Busta Rhymes possesses one of the most recognizable vocal timbres in rap music. His West Indian-tinged lyrical flow, psychedelic garb, and endearing rambunctiousness helped turn Rhymes into a rap superhero, an urban warrior straight out of the P-Funk tradition.
The son of Jamaican immigrant, Seventh-Day Adventist parents, Rhymes got his start with the Leaders of the New School, whose debut, A Future Without a Past… (#53 R&B, 1991), received some critical acclaim, especially when the boyish anthem "Case of the P.T.A." became popular on the radio and Yo! MTV Raps. Rhymes' appearance on 1992's "Scenario" (#57 pop, #42 R&B), a collaborative effort between A Tribe Called Quest and the Leaders of the New School, garnered more praise from fans and critics, motivating Rhymes to go solo. But he stayed on board for the group's second and final album, T.I.M.E: The Inner Mind's Eye —The Endless Dispute With Reality (#66 pop, #15 R&B, 1993).

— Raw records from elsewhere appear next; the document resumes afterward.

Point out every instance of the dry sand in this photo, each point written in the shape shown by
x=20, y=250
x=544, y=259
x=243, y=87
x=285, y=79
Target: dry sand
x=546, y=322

Though professionally prospering, Rhymes suffered personal tragedy in 1992 when his son was born prematurely and died. This loss seemed to haunt Rhymes' music —each of his four albums mix murky prophesies of the apocalypse with bass-bumping party jams. The Coming (#6 pop, #1 R&B, 1996), Rhymes' highly anticipated solo effort, turned the Brooklyn native into an instant hip-hop luminary. "Woo Hah!! Got You All in Check" (#8 pop, #6 R&B, 1996) and "It's a Party" (#52 pop, #27 R&B, 1996) became club staples, and Rhymes soon began touring with such acts as De La Soul and Puff Daddy and the Family. When Disaster Strikes… (#3 pop, #1 R&B, 1997), E.L.E. (#12 pop, #2 R&B, 1999), and Anarchy (#4 poop, #1 R&B, 2000), bound together by the Armageddon motif, yielded hits like "Put Your Hands Where My Eyes Could See" (#2 R&B, 1997), "Dangerous" (#9 pop, #4 R&B, 1998), "Turn It Up [Remix]/Fire It Up" (#10 pop, #7 R&B, 1998), and "What's It Gonna Be?!" (#3 pop, #1 R&B, 1999). Rhymes also made cameo appearances on a number of other artists' 90s hip-hop records.

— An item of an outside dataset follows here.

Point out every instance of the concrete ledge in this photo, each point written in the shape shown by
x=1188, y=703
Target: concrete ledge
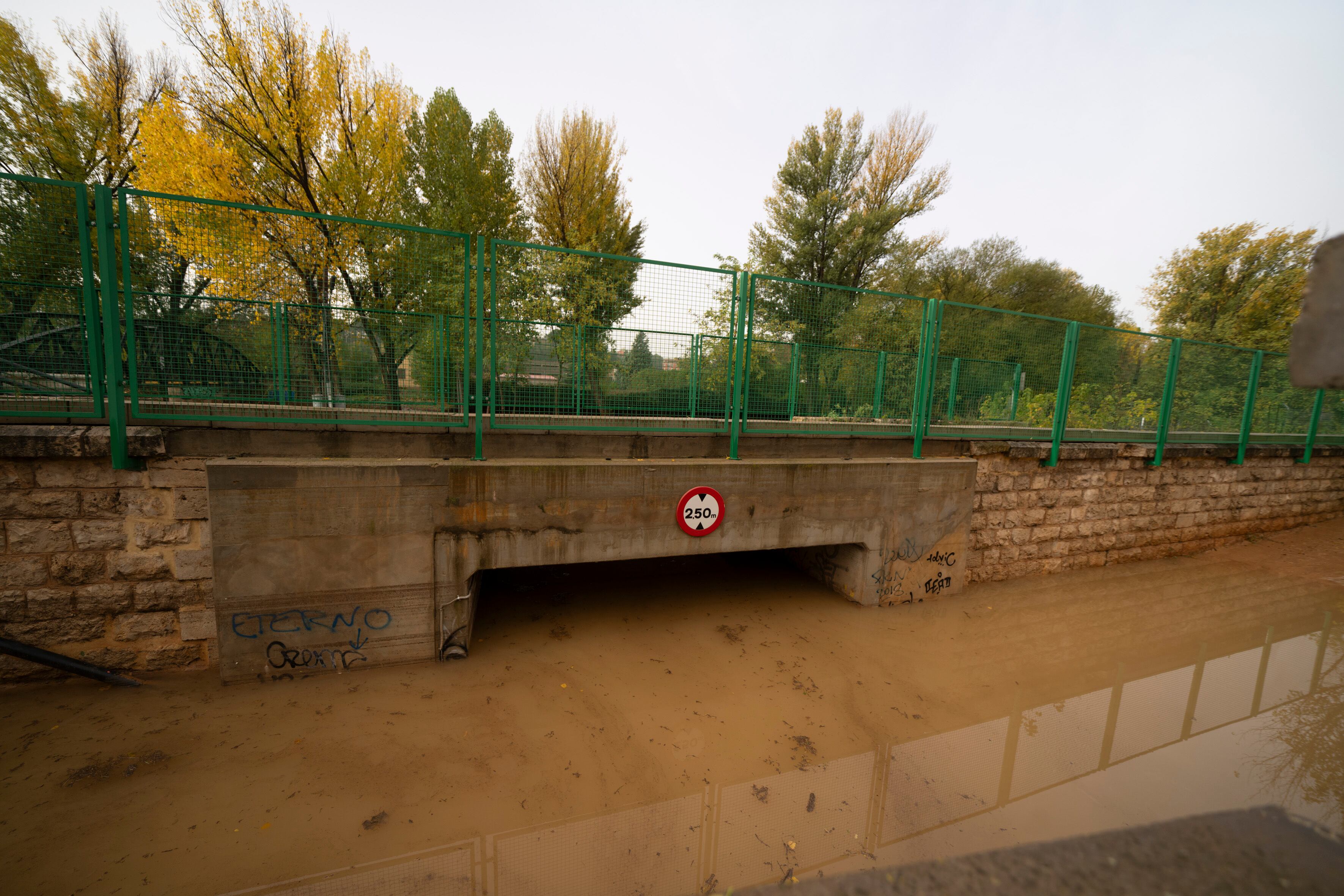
x=1249, y=851
x=303, y=441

Tutored by renowned video director Hype Williams, Rhymes codirected or directed many of his own videos, always adding his kaleidoscopic Afrocentricism. As an actor, Rhymes has appeaered in a couple of John Singleton films: 1995's Higher Learning, which also featured rapper Ice Cube, and the 2000 remake of Shaft.